Bauer, D., Patten, T. M., & Vincze, M. (2022). Visual and Physical Plausibility of Object Poses for Robotic Scene Understanding. In S. T. Köszegi & M. Vincze (Eds.), Trust in Robots (pp. 81–103). TU Wien Academic Press. https://doi.org/10.34727/2022/isbn.978-3-85448-052-5_4
Humans use the relations between objects in a scene to determine how they may interact with, grasp and manipulate
them. For robots, such an object-based scene understanding not only allows interaction with objects but also
allows humans to interpret the robot’s perception and actions. To gain a higher-level understanding of an observed
scene, knowledge of the objects’ poses is crucial.
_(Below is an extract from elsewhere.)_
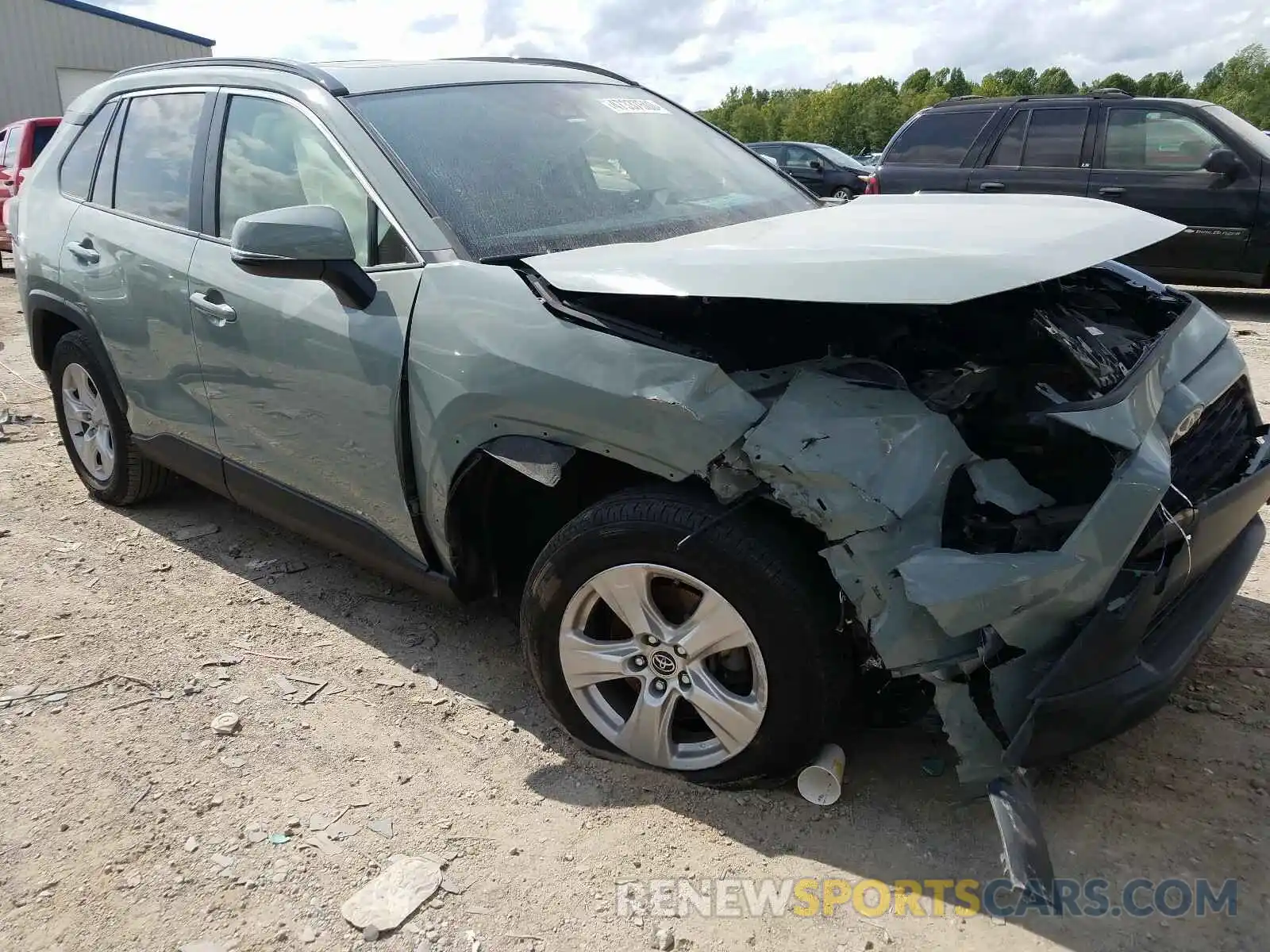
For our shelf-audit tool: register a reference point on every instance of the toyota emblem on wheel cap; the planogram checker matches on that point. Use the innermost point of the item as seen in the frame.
(664, 663)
The poses, when combined with 3D models of the objects, allow
for easy derivation of the interactions between objects, enabling reasoning about occlusion, collisions, support and,
finally, manipulation by the robot. However, most related work does not consider scene-level object interactions
but rather focuses on finding the pose of a single object in a given frame. Object interactions are considered only
to augment training data or in post hoc verification steps. In contrast, we show that such scene-level information
should be exploited during the estimation of the object poses themselves. Our main assumption is that all object
hypotheses need to be plausible in terms of their visual observation and the physical scene in which they exist. In
this chapter, we present our work on investigating the exploitation of this visual and physical plausibility for robust,
accurate estimation and understandable explanation of object poses.